Transformer la police

Davantage de diversité est requise dans l’institution. Mais quel est le réel potentiel pour la changer?

Reportage avec la police cantonale fribourgeoise. Ici à la gare de Morat (contrôle et présence). Photo Lib/Alain Wicht, Morat, le 28.02.2018Alain Wicht/Alain Wicht/La LibertŽ

 Igor Cardellini

Igor Cardellini

5 octobre 2020 à 20:49

Temps de lecture : 1 min

Racisme » Dans le sillage du mouvement Black Lives Matter, des vagues d’indignation ont gagné la Suisse face à la multiplication des interventions policières controversées jugées brutales et racistes. Des parlementaires ont pris le relais. Dans le canton de Vaud, des élus pointent une homogénéité problématique au sein de la police. Ils demandent notamment une ouverture de l’accès au métier pour les permis C dans l’espoir de lutter contre le racisme dans les corps policiers.

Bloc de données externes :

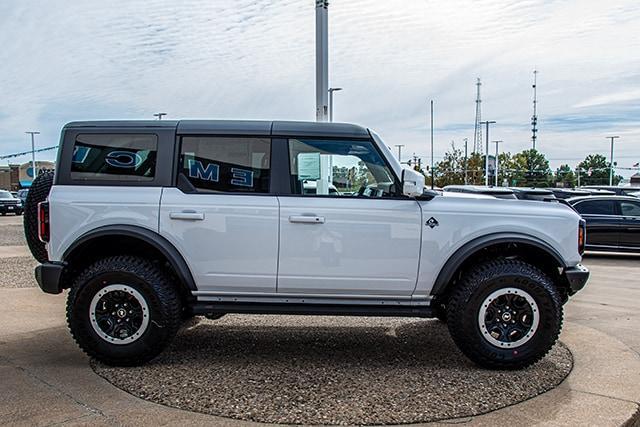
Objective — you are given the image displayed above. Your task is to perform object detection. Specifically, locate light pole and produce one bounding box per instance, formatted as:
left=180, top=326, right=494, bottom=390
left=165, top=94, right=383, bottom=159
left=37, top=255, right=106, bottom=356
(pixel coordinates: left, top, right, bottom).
left=395, top=144, right=405, bottom=163
left=463, top=138, right=468, bottom=185
left=607, top=136, right=619, bottom=186
left=492, top=140, right=503, bottom=186
left=25, top=131, right=40, bottom=183
left=328, top=87, right=342, bottom=122
left=480, top=121, right=496, bottom=186
left=153, top=112, right=167, bottom=120
left=315, top=0, right=329, bottom=122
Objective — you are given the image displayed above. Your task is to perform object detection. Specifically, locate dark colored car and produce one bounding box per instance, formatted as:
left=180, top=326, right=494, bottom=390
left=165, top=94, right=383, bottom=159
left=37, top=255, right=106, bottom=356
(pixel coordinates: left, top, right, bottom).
left=581, top=186, right=640, bottom=197
left=510, top=187, right=557, bottom=201
left=547, top=188, right=592, bottom=199
left=0, top=190, right=24, bottom=215
left=568, top=196, right=640, bottom=252
left=443, top=185, right=517, bottom=199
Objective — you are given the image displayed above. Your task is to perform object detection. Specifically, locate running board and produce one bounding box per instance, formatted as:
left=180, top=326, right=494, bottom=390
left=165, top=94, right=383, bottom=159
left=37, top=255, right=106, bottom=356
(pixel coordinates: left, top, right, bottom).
left=192, top=302, right=435, bottom=318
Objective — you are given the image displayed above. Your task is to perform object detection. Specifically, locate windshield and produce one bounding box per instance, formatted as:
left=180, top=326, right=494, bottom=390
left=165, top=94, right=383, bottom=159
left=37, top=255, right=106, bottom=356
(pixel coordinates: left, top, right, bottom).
left=0, top=191, right=13, bottom=199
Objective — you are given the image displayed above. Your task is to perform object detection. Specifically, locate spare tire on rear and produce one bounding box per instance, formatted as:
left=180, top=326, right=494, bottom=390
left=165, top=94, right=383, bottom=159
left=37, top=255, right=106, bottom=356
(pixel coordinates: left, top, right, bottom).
left=24, top=171, right=54, bottom=263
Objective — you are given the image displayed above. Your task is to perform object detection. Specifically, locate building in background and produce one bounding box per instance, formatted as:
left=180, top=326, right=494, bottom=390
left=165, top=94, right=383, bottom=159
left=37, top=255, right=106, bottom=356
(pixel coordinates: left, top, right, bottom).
left=19, top=161, right=55, bottom=188
left=0, top=161, right=55, bottom=190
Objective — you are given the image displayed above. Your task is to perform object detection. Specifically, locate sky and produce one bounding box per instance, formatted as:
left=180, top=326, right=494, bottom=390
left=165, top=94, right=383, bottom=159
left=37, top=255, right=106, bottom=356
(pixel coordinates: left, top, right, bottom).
left=0, top=0, right=639, bottom=178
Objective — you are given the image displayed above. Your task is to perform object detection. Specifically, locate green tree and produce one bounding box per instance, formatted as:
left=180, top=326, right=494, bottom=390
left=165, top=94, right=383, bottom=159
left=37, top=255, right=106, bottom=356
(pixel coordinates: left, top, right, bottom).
left=434, top=143, right=465, bottom=187
left=577, top=154, right=623, bottom=186
left=555, top=164, right=576, bottom=188
left=510, top=149, right=553, bottom=187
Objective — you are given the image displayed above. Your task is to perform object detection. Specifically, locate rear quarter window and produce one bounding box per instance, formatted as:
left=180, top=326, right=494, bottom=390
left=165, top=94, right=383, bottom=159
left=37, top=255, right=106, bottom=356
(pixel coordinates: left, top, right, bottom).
left=71, top=134, right=158, bottom=181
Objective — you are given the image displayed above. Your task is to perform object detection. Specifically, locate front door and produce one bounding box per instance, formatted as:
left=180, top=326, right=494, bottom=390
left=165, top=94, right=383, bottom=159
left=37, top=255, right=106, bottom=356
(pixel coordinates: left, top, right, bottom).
left=160, top=136, right=279, bottom=294
left=277, top=137, right=422, bottom=296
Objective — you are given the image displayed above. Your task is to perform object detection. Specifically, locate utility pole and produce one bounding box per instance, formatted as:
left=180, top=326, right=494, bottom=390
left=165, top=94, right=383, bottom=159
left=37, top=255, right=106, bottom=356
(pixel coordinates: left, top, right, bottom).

Mais est-ce que rendre la police plus diverse peut suffire à régler ce problème récurrent? David Pichonnaz, sociologue du travail à la HES-SO Valais-Wallis et auteur de Devenirs policiers publié en 2017 après six ans d’enquête auprès de recrues et de corps policiers romands, éclaire les facteurs qui agissent sur le racisme et le sexisme policiers.

Comment le racisme et le sexisme au sein des polices romandes ont-ils évolué ces dernières années?

David Pichonnaz: Il y a d’importantes différences selon les corps de police. Mais la multiplication des affaires ces dernières années laisse penser que la situation s’aggrave. Mes recherches montrent la présence d’une forte culture du soupçon à l’égard des migrants au sein de la police en Suisse romande. Concernant le sexisme, des cas graves m’ont été relatés récemment et toutes les policières rencontrées mettent en avant qu’il n’est pas facile de pratiquer ce métier en tant que femme. La police a une culture viriliste qui tend à exclure les femmes et à valoriser les attributs habituellement associés aux hommes. Dans la plupart des corps de police, pour les cadres et sur le terrain, être un bon policier c’est être un homme, Blanc, de nationalité suisse, et fort physiquement.

Quels sont les facteurs qui favorisent ou limitent le racisme et le sexisme?

Le travail lui-même a une influence importante. La frustration générée par le fait d’exécuter des tâches insatisfaisantes et vaines, comme lutter contre le deal de rue, peut faire naître ou renforcer ou initier des visions négatives, par exemple des migrants notamment. Etre confronté à un groupe ethnique en particulier avec des outils uniquement répressifs qui sont inefficaces, c’est la porte ouverte à des généralisations abusives. Surtout si l’on n’a pas conscience que ce sont les conditions de vie et non la nationalité ou la couleur de peau qui produisent les comportements délictueux. Pour éviter les tensions et dérapages, il faut donc soigner les conditions de travail des policiers, et revoir leur formation.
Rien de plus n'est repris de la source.